Andrea Fritz

Videosequenzen zeigen ekstatisch tanzende junge Frauen in zarten Hemdchen. Das dazugehörige Kichern und leise Stöhnen kommt aber nicht aus der Retorte des Staatstheaters Cottbus. Die Mädchen stehen, nun starr und ganz in schwarz gekleidet, im Nebel auf der sich drehenden Bühne. Sie hauchen die Laute mit unbewegter Miene ins Mikrofon. Von Lebenslust und Ekstase keine Spur. Mit dieser Eingangsszene nimmt Andreas Nathusius den Charakter seiner Inszenierung vorweg.

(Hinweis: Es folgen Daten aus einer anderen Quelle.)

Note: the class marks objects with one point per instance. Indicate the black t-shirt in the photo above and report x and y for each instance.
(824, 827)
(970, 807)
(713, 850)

Der Regisseur von Arthur Millers Drama "Hexenjagd" verzichtet komplett auf Effekte und Kostüme. Schwarze Kleidung und ein abstraktes Bühnenbild, das eine lichtdurchlässige Holzkonstruktion zeigt, genügen. Nathusius setzt auf die Spielkraft und die Authentizität seiner Darsteller und gewinnt damit das Publikum im Friedrichshafener Graf-Zeppelin-Haus auf ganzer Linie für sich. Mit dem Stück, das Arthur Miller zu Beginn der 50er Jahre, mit Blick auf die amerikanische Kommunisten-Hetzjagd von Senator Joseph Mc Cathy geschrieben hat, griff Miller die historisch belegten Hexenprozesse der puritanischen Gemeinde Salem im Bundesstaat Massachusetts um 1620 auf. Ein fanatisch ausgerichteter Glaube hat den Einwanderern geholfen, sich zurecht zu finden und die Katastrophe erst ermöglicht. Den Hexenprozessen von Salem fielen bis zu 200 Frauen zum Opfer. Millers Drama spielt im Jahre 1692. Referent Parris hat nachts einige Mädchen bei seltsamen Ritualen im Wald überrascht. Er fürchtet um seinen guten Ruf, denn unter den Mädchen waren auch seine Tochter Betty und Ziehtochter Abigail Williams. Schnell ist in der bigotten Gemeinde vom Teufel die Rede.

Die Mädchen fürchten hart bestraft zu werden. Um von sich abzulenken, beschuldigen sie wahllos Bürger der Hexerei. Eilends wird ein Gericht einberufen. Eine Freundin von Abigale bezichtigt auch Elisabeth Proctor der Hexerei. Elisabeths Ehemann John Proctor, mit dem Abigail vor längerer Zeit eine Affäre hatte, erkennt Abigales durchtriebenen Plan, seine Frau aus dem Weg zu räumen und gesteht den Ehebruch vor Gericht. Doch Elisabeth, die ihren Mann schützen will, sagt das Gegenteil aus. Öffentlich der Lüge überführt, wird sie zum Tode verurteilt. In seiner Verzweiflung zwingt John eines der Mädchen, Mary Warren, die Lügen zu enttarnen. Aber Marys Enthüllungen können den Lauf der Dinge nicht aufhalten. Andreas Nathusius holte das Stück aus dem Mittelalter und siedelt es in einer unbestimmten Zeit an, was die Parabelhaftigkeit unterstreicht.

p>Die Zuschauer hatten viele Gelegenheiten Parallelen zur Gegenwart zu ziehen. Auch heute schließen sich Menschen, die sich abgehängt oder ausgegrenzt fühlen, zusammen, suchen Sündenböcke unter den schwächeren Mitgliedern der Gesellschaft, radikalisieren sich und jubeln jenen selbst ernannten Führern zu, die die Angst der Menschen für den eigenen Profit zu nutzen wissen. Nathusius hat seine Darsteller aufgefordert authentisch zu bleiben, die Leute wüssten auch ohne große Theatergesten, worum es ginge.

Das hat dazu geführt, dass Thomas Harms die Figur des Referenten Parris in allen Facetten ausleuchten konnte, Abigail alias Lisa Schützenberger ging in ihrer manipulativen Rolle auf, ohne dabei theatralisch zu wirken und auch Elisabeth Proctor alias Sigrun Fischer konnte ihre Glaubhaftigkeit belegen, mit hilflosen kleinen Gesten und echten Tränen. Auch Gunnar Golowski stand es frei, nicht den stets zu seiner Überzeugung stehenden amerikanischen Helden John Proctor zu mimen. Er durfte subtil mit sich hadern, in Selbstzweifel und Entscheidungsnot versinken und das Publikum mit in diesen Abgrund reißen. Seine dramaturgische Stärke bezieht die Inszenierung aber auch aus einer zweiten Quelle: der Musik. Zarte Töne oder das Summen einer Melodie, wenige aber eindringliche Orgelklänge oder verschwörerischer Chorgesang befeuern die Fantasie dort, wo das schlichte Bühnenbild an seine Grenzen stößt.